Day 135: Two Thousand!

Mid-morning today, we hit the 2,000 mile mark of the PCT. This is a number that, in many ways, doesn’t even seem real: who hikes two thousand miles? A plane trip of two thousand miles is significant, and doing the same by car is a really major expedition. To hike it…well, that’s just crazy. Apparently the kind of crazy that we suffer from.

This also means, of course, that it’s “only” six hundred and fifty miles until we hit the Canadian border. Right now, that simultaneously sounds like a lot and a little. It sounds like a lot because, well, we’ve hiked far enough to understand just how much of a major effort that still is…and it sounds like a little because, compared to how far we’ve come already, it’s not nearly so big a deal.

Of course, the 2,000-mile mark doesn’t come with any fanfare or at any particularly incredible part of the trail; it’s just a point you reach as you’re gently climbing away from Santiam Pass, slowly winding your way up the mountains here. We spent the day going up and down a lot more than we’re used to for Oregon, which made for tough hiking, especially since we’re carrying a lot of food, since we just resupplied, and a lot of water, since water sources can still be a bit rare around here.

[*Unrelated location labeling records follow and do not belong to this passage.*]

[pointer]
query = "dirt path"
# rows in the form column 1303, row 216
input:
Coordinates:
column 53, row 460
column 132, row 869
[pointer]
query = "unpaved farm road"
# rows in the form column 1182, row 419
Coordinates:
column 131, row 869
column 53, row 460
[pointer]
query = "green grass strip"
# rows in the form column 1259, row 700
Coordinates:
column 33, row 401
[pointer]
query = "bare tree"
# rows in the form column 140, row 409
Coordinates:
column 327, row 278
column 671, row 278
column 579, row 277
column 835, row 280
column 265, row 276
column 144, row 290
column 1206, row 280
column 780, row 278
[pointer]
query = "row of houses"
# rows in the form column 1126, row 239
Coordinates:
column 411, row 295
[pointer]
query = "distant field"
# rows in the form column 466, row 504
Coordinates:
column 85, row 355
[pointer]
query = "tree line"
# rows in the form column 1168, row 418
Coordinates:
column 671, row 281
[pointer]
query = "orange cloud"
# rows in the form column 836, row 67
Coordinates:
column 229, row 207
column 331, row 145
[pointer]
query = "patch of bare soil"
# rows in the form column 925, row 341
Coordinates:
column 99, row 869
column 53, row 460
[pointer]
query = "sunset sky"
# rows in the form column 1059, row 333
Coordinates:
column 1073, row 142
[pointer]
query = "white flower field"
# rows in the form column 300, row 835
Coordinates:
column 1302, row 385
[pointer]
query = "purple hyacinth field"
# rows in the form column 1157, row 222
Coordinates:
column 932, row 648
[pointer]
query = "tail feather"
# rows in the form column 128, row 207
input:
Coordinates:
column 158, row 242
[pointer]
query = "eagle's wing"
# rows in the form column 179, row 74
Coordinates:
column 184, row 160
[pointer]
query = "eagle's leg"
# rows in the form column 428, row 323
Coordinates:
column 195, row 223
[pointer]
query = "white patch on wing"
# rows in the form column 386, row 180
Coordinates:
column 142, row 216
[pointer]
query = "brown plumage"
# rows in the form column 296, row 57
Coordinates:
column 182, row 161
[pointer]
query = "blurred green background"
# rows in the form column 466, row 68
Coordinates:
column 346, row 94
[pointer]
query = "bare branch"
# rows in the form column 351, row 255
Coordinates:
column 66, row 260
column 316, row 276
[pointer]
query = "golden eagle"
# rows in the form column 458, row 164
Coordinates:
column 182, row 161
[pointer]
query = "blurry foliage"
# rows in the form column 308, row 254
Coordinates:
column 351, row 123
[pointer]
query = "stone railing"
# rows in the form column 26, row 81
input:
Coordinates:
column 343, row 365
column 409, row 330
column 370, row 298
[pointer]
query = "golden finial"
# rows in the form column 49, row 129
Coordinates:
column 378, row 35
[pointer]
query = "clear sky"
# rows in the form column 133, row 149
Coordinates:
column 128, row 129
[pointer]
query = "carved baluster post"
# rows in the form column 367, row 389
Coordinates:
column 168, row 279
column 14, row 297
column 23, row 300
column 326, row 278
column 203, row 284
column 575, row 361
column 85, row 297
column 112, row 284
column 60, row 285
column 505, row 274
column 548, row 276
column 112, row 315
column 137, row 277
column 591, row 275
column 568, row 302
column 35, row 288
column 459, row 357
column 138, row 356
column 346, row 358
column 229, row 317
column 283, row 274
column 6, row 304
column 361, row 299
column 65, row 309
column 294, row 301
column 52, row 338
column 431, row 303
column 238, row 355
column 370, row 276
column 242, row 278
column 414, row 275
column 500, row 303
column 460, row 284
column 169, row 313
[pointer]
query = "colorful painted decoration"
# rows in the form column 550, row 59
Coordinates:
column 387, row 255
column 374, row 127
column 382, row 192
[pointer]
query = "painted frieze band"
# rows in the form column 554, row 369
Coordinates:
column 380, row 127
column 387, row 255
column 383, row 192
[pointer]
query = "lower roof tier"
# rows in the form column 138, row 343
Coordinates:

We hiked around a fairly well-known mountain here called Three-Fingered Jack, and, this evening, we have an absolutely killer campsite. We’re camped on the side of a mountain with an amazing view of Mt. Jefferson, a 10,000-foot volcano here with snowfields and that catches the light beautifully at sunset. This is one of those campsites that you’d pass during the day and think, “wow, l really wish I needed to camp right now, because this is amazing”…except, this time, we did need to camp, and I’m really glad we got this site.